Homer and I then go on to talk about what led him to study sound at EICTV in San Antonio de los Baños in Cuba. Aside from the formal training he says that EICTV has afforded him a family, “I don’t feel alone with that crazy stuff that recording emotions and feelings brings out. The school offers support. It’s a place where others understand. You arrive knowing nothing but it’s OK because cinema is more than technique or tools. It’s another thing.’

Homer and I discuss the various projects he’s worked on and also his goal of recording emotions and feelings.

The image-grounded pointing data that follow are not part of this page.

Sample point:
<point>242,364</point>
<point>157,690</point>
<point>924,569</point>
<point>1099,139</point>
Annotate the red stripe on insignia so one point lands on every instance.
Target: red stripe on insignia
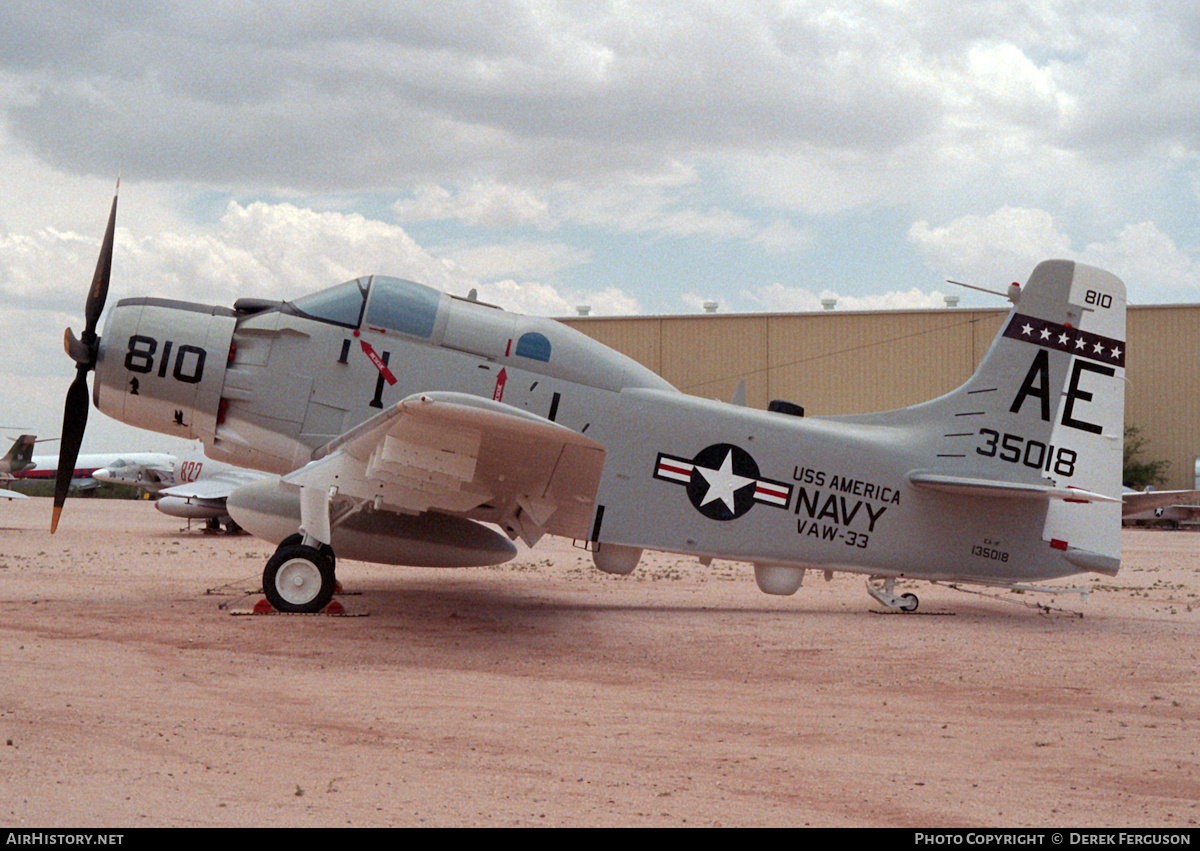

Some of this involves doing research into recording methods, sometimes even restoring old microphones and seeing what different sound qualities result. He talks about how in 3/4 inch tape or celluloid the work on sound can be tactile ‘You can touch the sound’.

We discuss several films as well: Blow Out, Alain Robbe-Grillet’s The Man Who Lies and Lucrecia Martel’s work. Lucrecia Martel had run a workshop whilst Homer was teaching at Alto de Chavón and we talk of her practice of beginning with the dialogue, moving onto structure and then images, something I’d rarely heard of before. Homer points out that you can create a whole world in the film by the use of sound, particularly in the way offscreen sound becomes the world inhabited by  characters within the frame.

Homer also tells me of a particular experiences of working in film. He’s lived in Honduras, Costa Rica, Cuba, now the Dominican Republic; and his work has led him to shoots in Mexico and Peru. A transnational experience of cinema quite common for countries with a relatively small audio-visual production industry.

It’s a late night conversation fuelled by rum and cigarettes, meandering, interspersed with cat’s meowl’s, recorded imperfectly, yet interesting for the history Homer so generously shares, and for the insights into the work on sound in film.